A rede de telecentros, que chegou a ter 500 unidades e atingir cerca de 2 milhões de usuários, agora tem 258 – 126 mantidos diretamente pela administração municipal e 132 em convênio com organizações da sociedade. A partir de hoje, foram suspensas as atividades nas unidades, que operavam com monitores capacitados e pagos pelo Instituto de Organização Racional do Trabalho (Idort). De acordo com comunicado da Secretaria de Serviços do município, a prestação de serviços foi interrompida porque o Idort não apresentou a documentação necessária para a prorrogação do contrato.
A professora do telecentro do CRCI foi informada de que não poderia dar aulas no dia seguinte às 22h da noite anterior, quando recebeu uma ligação telefônica de seu supervisor. Os usuários não tiveram a mesma sorte. João Aparecido Souza, pintor de automóveis desempregado que está morando na rua, rodou pela cidade em busca de um computador para acessar seus e-mails. “Já fui no telecentro da Galeria do Rock, estava fechado, não tinha ninguém nem para dar informação de quando vai abrir. Agora, aqui, a mesma coisa… “, diz ele, que se comunica com os amigos e faz contatos para conseguir trabalho pelo Facebook. Informado pela reportagem de que muitas unidades estão fechadas, ele se preocupa: “E agora, o que é que eu faço?”

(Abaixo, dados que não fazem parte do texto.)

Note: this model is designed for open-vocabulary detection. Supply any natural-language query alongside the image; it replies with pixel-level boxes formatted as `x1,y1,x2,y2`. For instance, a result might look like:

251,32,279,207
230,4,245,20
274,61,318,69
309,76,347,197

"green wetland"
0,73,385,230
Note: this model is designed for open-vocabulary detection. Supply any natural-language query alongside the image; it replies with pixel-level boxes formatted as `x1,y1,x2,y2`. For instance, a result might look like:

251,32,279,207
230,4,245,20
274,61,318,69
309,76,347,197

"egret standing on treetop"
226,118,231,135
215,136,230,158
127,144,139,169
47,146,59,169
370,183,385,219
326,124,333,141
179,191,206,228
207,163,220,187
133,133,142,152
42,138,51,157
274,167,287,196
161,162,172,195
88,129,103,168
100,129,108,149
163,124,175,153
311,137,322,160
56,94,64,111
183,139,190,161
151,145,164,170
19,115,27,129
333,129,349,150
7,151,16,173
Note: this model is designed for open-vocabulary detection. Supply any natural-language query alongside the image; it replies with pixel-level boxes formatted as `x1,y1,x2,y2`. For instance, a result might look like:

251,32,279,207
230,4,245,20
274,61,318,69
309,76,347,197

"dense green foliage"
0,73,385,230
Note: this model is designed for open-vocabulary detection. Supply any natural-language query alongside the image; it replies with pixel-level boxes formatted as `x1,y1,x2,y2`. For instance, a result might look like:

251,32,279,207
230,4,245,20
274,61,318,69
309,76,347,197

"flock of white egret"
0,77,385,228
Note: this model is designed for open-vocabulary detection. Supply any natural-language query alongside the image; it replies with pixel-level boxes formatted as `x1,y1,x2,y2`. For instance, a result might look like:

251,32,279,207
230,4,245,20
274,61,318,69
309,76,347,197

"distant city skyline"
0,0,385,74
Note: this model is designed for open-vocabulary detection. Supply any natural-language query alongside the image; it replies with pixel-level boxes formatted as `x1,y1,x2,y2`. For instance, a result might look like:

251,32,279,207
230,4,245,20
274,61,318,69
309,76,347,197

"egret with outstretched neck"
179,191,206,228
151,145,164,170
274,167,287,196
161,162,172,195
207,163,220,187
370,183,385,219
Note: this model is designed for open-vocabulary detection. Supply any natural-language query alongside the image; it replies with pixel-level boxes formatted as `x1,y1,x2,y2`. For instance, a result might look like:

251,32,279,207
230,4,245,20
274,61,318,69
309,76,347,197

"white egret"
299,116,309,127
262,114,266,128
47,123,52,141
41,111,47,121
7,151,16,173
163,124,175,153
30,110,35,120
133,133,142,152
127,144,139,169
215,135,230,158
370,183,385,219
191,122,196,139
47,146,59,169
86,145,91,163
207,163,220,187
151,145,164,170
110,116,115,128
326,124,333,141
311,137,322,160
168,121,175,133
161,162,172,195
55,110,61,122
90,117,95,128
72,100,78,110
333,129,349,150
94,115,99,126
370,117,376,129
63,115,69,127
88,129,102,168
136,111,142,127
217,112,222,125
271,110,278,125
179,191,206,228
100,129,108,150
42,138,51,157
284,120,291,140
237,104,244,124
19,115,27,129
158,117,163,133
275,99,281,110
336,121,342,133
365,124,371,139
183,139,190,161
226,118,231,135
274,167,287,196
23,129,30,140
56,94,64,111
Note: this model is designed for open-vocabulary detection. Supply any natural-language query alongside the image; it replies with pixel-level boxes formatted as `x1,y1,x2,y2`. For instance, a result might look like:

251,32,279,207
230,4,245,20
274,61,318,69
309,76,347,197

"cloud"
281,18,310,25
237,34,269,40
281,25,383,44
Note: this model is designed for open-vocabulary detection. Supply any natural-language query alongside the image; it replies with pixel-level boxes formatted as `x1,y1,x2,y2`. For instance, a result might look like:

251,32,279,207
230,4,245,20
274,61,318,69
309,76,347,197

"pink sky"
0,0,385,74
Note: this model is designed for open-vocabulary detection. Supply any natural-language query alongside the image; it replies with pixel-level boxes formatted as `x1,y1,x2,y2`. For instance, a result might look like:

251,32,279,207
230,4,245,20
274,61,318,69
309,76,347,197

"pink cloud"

Aconselhado pelo coordenador do Centro a aguardar para ver o que vai acontecer com o telecentro, o grupo de idosos combinou de voltar ao telecentro na próxima sexta, para uma reunião em que vão decidir o que fazer. Uma das alunas mais indignadas, Iracema de Oliveira Guerra diz que o curso era muito bom: “O objetivo é dar apoio às pessoas, abrir a mente, nos dar oportunidades no mercado de trabalho e de ter uma atividade social. Não podem nos tirar isso assim, sem mais nem menos”.
Um telefonema na noite de ontem. Assim também Paulo Henrique de Lima ficou sabendo que não deveria ir trabalhar no dia seguinte. Supervisor do telecentro que funciona junto à Associação Comunitária Conjunto Garagem Força e Raça, no bairro de São Miguel, ele relata que os problemas com o Idort não são recentes: “Já houve vários atrasos nos pagamentos de salários e de tíquetes refeição. Em novembro do ano passado, diminuíram os horários de atendimento e fecharam os telecentros no domingo. Com isso, 140 funcionários foram demitidos e a empresa pagou apenas 50% das rescisões”. O telecentro da Força e Raça, que funciona com 20 máquinas, tem quatro horários de cursos e já chegou a atender 2.600 pessoas por mês.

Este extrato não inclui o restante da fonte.